Gold fell more than 2 percent on Wednesday as a wave of selling triggered by better-than-expected US home sales and heightened by despair surrounding the euro zone sent prices toward key technical support levels and wiped out year-to-date gains.Spot prices dropped as low as $1,534.25 an ounce, down 2.15 percent, by 12:08 pm EDT (1608 GMT), flirting with a bear market with a drop of 20 percent from September record highs.
Market players are watching whether gold can hold key technical support at $1,525 an ounce. The sell-off took bullion back to December lows hit in last week's rampant selling and reignited concerns that a recovery in recent days was a "dead-cat bounce", slang used to describe a small, temporary rally that follows a significant decline.

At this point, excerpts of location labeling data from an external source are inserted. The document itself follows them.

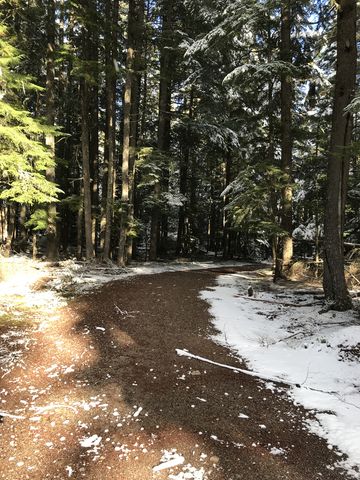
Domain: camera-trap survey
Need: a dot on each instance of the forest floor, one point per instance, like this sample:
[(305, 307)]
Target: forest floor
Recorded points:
[(95, 388)]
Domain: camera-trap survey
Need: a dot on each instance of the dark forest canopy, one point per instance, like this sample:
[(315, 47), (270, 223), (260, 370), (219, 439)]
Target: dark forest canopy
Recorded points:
[(148, 129)]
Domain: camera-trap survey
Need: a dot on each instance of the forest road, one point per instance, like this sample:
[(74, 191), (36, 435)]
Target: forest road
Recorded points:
[(104, 396)]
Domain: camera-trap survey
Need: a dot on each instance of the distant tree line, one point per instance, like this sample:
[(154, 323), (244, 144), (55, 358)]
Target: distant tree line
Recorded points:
[(166, 128)]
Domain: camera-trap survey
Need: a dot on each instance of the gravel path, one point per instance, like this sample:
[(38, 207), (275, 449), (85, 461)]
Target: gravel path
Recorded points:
[(104, 396)]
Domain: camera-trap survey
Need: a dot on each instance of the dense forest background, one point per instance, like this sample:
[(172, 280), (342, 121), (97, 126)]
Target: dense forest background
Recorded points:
[(165, 128)]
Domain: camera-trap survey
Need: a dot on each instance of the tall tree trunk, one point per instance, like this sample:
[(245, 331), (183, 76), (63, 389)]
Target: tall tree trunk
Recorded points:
[(135, 29), (111, 54), (339, 155), (181, 242), (85, 148), (164, 126), (11, 213), (285, 242), (226, 216), (52, 240)]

US gold futures for June delivery lost 2.44 percent at $1,538.1. Bullion was heading for its largest daily drop in two weeks as investors swept money out of the euro and commodities and piled into safer assets such as the dollar and bonds amid concerns Greece will leave the euro zone and doubts about the outcome of a European summit later in the day.
A larger-than-expected rise in US single-family home sales in April struck a further blow to gold, knocking hopes of fresh economic stimulus from the US Federal Reserve. "The most likely scenario is there will be some kind of progress around the Greek situation, and therefore, these markets will rebound once this happens. But no one knows exactly what the timing is and that is the problem," said Daniel Smith, an analyst at Standard Chartered.

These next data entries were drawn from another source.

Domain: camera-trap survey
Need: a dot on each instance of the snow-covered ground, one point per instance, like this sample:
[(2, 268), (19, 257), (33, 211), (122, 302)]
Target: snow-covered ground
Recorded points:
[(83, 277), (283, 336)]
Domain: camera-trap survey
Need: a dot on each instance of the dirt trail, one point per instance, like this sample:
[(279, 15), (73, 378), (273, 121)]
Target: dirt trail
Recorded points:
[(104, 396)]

"Gold is acting more as a risky asset, and everything is tumbling this morning ahead of this (European summit), where nothing good is really expected," Societe Generale analyst Robin Bhar said. The summit is expected to discuss growth-boosting proposals and the idea of a joint euro zone bond. French President Francois Hollande supports such a bond plan but German Chancellor Angela Merkel is opposed.
Gold may encounter some turbulence over the coming trading session ahead of the expiry of monthly US options. Most open interest, which reflects investor positioning, is located at $1,550.00 and $1,600.00, with a firm bias toward bearish bets on future price movement.
In India, the world's largest gold consumer, demand stayed muted after prices in the local market rose as the rupee fell to a record low, increasing the cost of imports. Gold scrap sales are also rising, analysts said. Silver was down 2.95 percent at $27.30 an ounce, while spot platinum fell 1.81 percent to $1,412.99 an ounce, its lowest level since early January. Spot palladium lost 2.49 percent at $591.22 an ounce. Platinum matched the five-month low of $1,416.70 an ounce it fell to last week as the strong dollar and worries that demand from the European car market would remain weak offset the impact of a strike at the world's largest platinum mine.